Beyond experience, what should you look for in a bankruptcy lawyer?
When I first started practicing bankruptcy law, my clients didn’t seem to know what to expect of me.
They told me stories of meeting with other bankruptcy attorneys in their quest to get some help, and what they’d experienced.
First there was the story of the attorney who had put his desk on a thick concrete slab so he could look down on his clients.
Then there was the one another the lawyer who stared at his computer screen the entire time, never looking at the person sitting in front of him.
And the attorney who spent half the time on the phone with other clients.
That’s just not acceptable, and I can’t believe that these three people are still practicing bankruptcy law (they are – I see them in court on a regular basis).
Here’s what you should expect from your bankruptcy lawyer:
- Full attention.
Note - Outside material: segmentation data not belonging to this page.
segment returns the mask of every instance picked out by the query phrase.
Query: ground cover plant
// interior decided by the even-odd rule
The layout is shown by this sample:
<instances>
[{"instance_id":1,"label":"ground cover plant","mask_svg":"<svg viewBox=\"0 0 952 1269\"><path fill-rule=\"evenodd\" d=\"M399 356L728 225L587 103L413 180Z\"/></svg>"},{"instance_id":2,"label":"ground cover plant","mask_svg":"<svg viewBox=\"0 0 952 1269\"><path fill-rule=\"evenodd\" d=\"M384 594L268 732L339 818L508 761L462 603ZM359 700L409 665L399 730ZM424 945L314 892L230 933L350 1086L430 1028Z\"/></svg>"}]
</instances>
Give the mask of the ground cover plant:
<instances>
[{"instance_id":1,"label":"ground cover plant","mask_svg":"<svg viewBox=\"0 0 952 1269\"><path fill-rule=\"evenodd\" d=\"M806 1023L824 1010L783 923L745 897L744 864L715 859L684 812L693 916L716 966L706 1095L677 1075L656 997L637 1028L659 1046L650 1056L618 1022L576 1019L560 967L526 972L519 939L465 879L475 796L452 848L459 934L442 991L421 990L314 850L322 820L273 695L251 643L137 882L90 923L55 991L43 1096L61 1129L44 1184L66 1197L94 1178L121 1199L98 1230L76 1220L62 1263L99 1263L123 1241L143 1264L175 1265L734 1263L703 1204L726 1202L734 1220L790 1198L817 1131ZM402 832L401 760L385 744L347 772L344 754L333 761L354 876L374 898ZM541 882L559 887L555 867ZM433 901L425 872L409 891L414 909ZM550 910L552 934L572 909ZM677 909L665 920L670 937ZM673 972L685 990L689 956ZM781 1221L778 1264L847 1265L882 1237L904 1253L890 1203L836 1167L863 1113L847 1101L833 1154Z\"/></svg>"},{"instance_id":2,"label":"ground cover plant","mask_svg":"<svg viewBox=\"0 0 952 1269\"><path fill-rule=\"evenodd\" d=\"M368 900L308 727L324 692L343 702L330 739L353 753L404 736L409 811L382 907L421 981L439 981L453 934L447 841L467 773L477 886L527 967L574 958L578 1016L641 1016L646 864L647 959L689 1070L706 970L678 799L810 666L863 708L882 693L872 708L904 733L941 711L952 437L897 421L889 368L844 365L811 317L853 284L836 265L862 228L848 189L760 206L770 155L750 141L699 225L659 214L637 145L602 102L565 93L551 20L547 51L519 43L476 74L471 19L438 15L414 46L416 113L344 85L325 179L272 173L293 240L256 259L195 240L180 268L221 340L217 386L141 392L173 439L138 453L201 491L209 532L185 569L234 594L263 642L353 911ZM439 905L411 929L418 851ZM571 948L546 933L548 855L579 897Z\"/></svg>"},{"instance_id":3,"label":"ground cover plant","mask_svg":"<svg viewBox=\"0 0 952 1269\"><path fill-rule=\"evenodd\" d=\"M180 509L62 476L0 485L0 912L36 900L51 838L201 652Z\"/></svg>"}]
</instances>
Whether you’re on the phone with your attorney or sitting in their office, you should get 100% of that person’s attention. Period. No other phone calls, no email checking, no diversions whatsoever.
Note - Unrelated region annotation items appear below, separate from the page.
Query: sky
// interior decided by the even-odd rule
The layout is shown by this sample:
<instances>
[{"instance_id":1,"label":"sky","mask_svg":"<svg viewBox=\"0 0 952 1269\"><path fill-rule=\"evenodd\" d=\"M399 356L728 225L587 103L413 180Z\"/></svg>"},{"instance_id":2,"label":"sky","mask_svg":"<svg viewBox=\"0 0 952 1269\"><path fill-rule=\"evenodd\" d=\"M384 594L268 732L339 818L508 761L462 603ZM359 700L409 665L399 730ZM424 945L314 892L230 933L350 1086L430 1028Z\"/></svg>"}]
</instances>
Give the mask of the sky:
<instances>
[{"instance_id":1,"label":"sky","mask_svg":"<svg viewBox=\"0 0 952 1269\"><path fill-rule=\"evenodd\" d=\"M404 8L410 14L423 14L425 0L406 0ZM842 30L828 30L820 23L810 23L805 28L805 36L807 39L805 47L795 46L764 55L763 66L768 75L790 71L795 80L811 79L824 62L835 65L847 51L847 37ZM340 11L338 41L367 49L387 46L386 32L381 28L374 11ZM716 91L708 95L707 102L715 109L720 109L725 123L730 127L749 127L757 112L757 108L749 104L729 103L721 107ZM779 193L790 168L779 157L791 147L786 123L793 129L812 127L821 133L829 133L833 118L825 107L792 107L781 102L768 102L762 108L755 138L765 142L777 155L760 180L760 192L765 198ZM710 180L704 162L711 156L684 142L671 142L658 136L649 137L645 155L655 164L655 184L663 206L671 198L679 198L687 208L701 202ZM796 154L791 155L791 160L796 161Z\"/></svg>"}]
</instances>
- Patience. Chances are pretty good that you’ve never been through this before, so it’s natural to have questions. Sometimes, a lot of questions. Often, the same questions arise repeatedly. If your lawyer rushes you out the door, it’s a good idea to look elsewhere.
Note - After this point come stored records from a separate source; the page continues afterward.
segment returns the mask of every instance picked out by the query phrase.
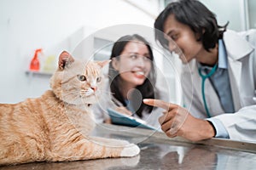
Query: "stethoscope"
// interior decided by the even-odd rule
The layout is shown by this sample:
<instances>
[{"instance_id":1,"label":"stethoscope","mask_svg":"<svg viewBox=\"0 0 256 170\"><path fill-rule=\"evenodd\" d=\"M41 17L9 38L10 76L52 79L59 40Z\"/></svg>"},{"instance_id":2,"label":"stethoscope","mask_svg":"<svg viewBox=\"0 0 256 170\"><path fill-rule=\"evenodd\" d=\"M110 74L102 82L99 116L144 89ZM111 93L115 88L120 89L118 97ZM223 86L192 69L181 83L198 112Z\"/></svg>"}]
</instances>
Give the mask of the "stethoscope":
<instances>
[{"instance_id":1,"label":"stethoscope","mask_svg":"<svg viewBox=\"0 0 256 170\"><path fill-rule=\"evenodd\" d=\"M201 77L202 79L202 82L201 82L201 94L202 94L202 98L203 98L203 101L204 101L204 105L205 105L205 109L206 109L206 111L207 111L207 115L208 117L211 117L211 114L210 114L210 111L208 110L208 107L207 107L207 100L206 100L206 95L205 95L205 82L207 80L207 78L209 78L210 76L212 76L212 74L214 74L214 72L216 71L217 70L217 66L218 66L218 64L216 64L212 69L211 70L211 71L207 74L207 75L203 75L201 73L201 70L202 68L199 68L198 69L198 72L199 72L199 75Z\"/></svg>"}]
</instances>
- Plain English. This is your financial life on the line, not mine. Therefore, you get to make the decisions – all of them. I can make recommendations, but I’m not going to put myself in the driver’s seat when it comes to choosing a course of action. In order for you to be able to make an educated and rational decision about your case, you’ve got to fully understand what’s going on. Unless you’re a lawyer, that means your attorney should always talk using language you can understand rather than legalese.
- Reliability. If I tell you that I’m going to have your bankruptcy court papers ready for your signature on Tuesday, you can rest assured that they will be ready on Tuesday. Not Wednesday, and not Friday. And if I say I’ll meet you in court at 9:00am, I’ll be there at 9:00am (probably even a few minutes early). Though things come up that may make me change the timeframe, those are the exceptions rather than the rule.
- Responsiveness. If you call or email your attorney, you should get a response. You may not get your lawyer on the phone when you call (you’ll seldom get me to pick up the phone when it rings because I’m working on another client’s matter, and that requires my full attention just the same way that you do) but you should get an answer in a reliable amount of time. I handle this by scheduling return phone calls, but other lawyers may deal with it differently.
- Experience. Does your bankruptcy lawyer reply to every query with, “it depends”? Do they sit with a bankruptcy manual open in front of them all the time, flipping through pages whenever you talk? Though no bankruptcy lawyer can have a ready answer to every problem, the one you choose should be conversant in how bankruptcy operates and the impact it will have on your financial world. Even a relatively new practitioner should have a mentor or supportive network of other attorneys ready to help out with thorny issues.
Hiring a bankruptcy attorney is no simple task. There are dozens in most areas, and at first blush it’s hard to distinguish among them. But take the time to talk with a few to make sure you’re getting the best fit for your needs.